Of course, that doesn’t appear to have worked out too well for our characters, still marooned on the Island and one castaway lighter (Juliet). Jack is again a man without faith; again a lost soul looking for meaning to his now sad existence. Once burned by faith, it’s hard to think he’ll be able to take the leap again in order to fulfill whatever purpose Jacob has in mind for him. Then again, perhaps Jack succeeded after all. We’ve continued to see oddities and hints in the 2.0 reality that point to a direct link with the original timeline, Jack’s appendix scar the latest example. Jack seems baffled when he notices the scar in the mirror, and even goes so far as to ask his mother when he had his appendix removed. She indicates he was 7 or 8 when it happened, but it’s clear Jack doesn’t remember it.
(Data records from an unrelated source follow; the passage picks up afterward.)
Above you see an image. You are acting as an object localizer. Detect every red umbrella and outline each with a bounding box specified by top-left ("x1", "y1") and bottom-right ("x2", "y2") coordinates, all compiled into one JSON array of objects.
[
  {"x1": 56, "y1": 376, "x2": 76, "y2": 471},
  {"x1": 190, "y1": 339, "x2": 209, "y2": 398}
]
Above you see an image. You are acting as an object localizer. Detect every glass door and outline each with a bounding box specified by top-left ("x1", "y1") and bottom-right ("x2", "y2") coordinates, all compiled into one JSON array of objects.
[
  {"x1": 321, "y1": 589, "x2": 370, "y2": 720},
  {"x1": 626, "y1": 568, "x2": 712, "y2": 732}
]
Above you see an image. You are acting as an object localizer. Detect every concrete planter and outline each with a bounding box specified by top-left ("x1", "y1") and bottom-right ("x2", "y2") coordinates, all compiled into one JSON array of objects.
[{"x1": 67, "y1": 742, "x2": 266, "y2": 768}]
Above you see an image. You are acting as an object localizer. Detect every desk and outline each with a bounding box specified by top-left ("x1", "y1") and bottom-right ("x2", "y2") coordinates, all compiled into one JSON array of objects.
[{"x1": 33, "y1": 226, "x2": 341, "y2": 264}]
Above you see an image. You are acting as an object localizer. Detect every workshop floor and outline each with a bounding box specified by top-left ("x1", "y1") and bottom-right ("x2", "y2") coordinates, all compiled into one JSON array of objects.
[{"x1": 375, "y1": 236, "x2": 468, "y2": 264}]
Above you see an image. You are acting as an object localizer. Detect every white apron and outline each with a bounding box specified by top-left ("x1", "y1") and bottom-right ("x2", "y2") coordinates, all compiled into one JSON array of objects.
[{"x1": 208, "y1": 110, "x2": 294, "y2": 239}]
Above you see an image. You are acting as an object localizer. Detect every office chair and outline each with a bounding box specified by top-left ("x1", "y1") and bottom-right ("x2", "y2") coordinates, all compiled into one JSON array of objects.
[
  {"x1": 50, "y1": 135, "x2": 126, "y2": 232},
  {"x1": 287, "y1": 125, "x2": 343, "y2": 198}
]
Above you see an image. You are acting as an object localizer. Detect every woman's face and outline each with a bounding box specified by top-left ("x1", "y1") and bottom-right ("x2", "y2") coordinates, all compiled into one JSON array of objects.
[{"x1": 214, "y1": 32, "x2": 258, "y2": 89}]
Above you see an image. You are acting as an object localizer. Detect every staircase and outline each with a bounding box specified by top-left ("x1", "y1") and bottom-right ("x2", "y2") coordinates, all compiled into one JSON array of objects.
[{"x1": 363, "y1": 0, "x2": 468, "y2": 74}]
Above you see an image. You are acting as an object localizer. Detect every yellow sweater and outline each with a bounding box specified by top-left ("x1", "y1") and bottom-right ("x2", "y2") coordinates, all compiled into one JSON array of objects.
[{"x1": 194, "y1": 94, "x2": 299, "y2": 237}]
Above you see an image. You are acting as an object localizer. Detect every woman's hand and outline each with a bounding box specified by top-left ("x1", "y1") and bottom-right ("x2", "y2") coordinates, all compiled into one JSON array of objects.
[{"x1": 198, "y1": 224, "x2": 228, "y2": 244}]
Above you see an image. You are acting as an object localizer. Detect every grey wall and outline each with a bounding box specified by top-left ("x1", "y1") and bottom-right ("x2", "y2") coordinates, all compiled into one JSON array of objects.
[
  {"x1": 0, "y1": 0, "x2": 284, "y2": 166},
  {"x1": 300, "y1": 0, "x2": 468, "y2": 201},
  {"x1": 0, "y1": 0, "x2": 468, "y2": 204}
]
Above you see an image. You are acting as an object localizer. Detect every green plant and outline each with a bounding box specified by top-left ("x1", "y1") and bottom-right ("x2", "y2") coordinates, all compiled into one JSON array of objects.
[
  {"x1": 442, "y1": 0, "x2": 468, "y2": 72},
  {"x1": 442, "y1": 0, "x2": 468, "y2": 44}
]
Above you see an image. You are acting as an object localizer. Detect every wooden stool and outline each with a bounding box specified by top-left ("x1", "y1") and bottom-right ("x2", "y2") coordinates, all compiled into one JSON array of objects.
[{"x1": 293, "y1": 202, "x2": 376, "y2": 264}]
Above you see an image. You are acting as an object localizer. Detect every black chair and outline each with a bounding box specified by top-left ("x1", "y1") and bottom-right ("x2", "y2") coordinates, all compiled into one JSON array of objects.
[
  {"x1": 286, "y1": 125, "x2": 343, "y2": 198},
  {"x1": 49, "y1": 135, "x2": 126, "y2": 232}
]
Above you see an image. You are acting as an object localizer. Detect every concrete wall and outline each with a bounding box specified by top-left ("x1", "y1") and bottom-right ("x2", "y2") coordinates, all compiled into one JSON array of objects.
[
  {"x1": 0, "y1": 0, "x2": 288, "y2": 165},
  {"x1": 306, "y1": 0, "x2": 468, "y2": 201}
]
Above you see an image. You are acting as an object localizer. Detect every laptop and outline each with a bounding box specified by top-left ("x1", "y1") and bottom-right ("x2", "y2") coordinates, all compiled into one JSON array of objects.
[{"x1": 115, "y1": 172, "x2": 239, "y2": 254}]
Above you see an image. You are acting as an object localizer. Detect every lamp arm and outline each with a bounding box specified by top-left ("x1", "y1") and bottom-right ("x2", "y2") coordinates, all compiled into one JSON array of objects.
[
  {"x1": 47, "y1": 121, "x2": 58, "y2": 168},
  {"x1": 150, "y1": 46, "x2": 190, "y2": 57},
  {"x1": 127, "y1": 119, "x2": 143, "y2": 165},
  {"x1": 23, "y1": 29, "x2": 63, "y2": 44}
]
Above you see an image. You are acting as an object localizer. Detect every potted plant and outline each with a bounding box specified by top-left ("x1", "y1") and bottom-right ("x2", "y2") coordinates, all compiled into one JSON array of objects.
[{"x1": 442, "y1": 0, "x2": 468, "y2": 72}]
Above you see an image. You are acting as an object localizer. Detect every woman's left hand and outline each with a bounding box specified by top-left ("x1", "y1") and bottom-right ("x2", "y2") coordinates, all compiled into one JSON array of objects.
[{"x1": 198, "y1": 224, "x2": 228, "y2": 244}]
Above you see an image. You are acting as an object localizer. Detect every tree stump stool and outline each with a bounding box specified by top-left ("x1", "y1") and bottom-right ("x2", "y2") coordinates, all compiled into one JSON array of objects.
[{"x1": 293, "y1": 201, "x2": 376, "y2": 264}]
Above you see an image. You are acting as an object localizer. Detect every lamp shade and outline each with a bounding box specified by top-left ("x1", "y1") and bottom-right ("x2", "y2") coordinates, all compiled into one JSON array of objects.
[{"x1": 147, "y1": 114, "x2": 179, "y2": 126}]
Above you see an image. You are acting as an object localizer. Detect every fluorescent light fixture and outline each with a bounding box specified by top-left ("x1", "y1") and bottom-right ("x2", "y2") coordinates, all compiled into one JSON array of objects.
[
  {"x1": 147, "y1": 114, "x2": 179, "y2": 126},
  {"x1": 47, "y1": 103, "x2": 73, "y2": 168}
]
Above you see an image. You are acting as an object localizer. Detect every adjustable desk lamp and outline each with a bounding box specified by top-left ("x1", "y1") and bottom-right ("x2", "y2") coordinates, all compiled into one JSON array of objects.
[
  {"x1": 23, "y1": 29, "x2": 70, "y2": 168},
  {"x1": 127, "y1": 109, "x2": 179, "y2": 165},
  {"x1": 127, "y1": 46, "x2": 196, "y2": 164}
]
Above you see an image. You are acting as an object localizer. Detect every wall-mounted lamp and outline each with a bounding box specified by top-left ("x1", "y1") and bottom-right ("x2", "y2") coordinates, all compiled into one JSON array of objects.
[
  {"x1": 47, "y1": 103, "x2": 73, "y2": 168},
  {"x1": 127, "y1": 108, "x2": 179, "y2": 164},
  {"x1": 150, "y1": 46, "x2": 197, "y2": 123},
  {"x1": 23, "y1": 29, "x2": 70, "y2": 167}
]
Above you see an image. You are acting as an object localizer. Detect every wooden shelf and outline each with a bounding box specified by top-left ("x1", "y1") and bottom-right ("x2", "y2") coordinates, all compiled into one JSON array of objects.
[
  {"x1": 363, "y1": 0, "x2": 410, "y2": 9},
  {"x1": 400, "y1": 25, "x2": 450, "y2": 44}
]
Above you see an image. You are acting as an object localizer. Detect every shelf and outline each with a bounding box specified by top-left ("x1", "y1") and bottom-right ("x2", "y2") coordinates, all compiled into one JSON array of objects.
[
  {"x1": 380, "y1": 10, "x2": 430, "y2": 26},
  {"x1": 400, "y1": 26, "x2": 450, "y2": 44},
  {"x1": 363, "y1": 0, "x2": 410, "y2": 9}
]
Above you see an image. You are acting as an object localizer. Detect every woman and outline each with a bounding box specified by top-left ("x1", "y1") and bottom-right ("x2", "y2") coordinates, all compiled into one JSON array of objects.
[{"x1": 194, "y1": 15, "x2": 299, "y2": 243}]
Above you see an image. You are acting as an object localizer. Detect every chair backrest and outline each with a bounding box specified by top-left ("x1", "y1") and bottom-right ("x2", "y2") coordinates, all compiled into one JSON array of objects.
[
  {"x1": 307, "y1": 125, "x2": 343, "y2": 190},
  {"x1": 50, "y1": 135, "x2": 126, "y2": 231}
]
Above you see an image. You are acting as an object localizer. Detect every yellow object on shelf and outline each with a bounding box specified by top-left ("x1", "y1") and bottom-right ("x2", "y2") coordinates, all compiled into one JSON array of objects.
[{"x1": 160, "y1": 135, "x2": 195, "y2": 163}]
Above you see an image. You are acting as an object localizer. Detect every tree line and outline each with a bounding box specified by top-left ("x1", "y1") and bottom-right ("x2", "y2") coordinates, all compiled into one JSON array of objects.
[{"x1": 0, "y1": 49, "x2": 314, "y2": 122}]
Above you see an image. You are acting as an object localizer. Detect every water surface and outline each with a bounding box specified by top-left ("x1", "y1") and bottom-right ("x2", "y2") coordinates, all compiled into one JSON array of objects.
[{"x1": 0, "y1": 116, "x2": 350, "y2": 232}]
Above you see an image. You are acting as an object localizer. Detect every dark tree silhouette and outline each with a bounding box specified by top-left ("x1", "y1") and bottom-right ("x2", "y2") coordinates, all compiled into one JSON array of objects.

In the 1.0 timeline, Jack contracted appendicitis on the Island and required Juliet’s emergency surgery to have it taken out. We later saw the scar in the flash-forwards in season 4. Stuff like this would lead one to think the 1.0 and 2.0 timelines are one and the same; perhaps our castaways had their memories wiped, new memories implanted, and reinserted into society none the wiser (more or less), with new lives. Show-runners Damon Lindelof and Carlton Cuse have repeatedly maintained on their weekly podcast that we are not seeing alternate timelines or parallel dimensions – both the 1.0 and 2.0 storylines are taking place in the same universe. Time travel is fact on this show, so the castaways appearance back in 2004 should not be anything we have a hard time with — it’s their lack of memory and the subtle (and not so-subtle) changes in their lives that I have a hard time explaining.
Hurley 2.0 has good luck; Locke still has his wife and apparently has a good relationship with his father (the original Sawyer); Kate, well, she’s still on the run so nevermind her; and we learn tonight Jack has a son, David.
David looks to be in his early teens, placing his birthdate somewhere circa the late 1990’s. My memory of the 1.0 timeline is fuzzy in some parts, so I can’t recall when Jack married Sarah (Julie Bowen), but I think that was somewhere during 2000-2004. Perhaps they met much earlier in the 2.0 timeline and had a kid. It looks like the marriage still ended badly, however, as the Jack and his wife (Sarah or otherwise) are apparently separated or divorced based on what we saw tonight.
Going back to the discussion of Jack and purpose, it looks like he may have found something close to it in the 2.0 world by episode’s end, having made a connection with his estranged son after tracking him down at a piano audition/recital.
So what does all this newfound purpose mean if it’s only in the flash-sidewayses in the 2.0 world? We’ve seen aspects of 1.0 impinge upon 2.0 (Jack’s appendix scar, Claire suddenly coming up with the name Aaron, Desmond on 815, etc.) but can it work the other way? Can one Jack influence the other?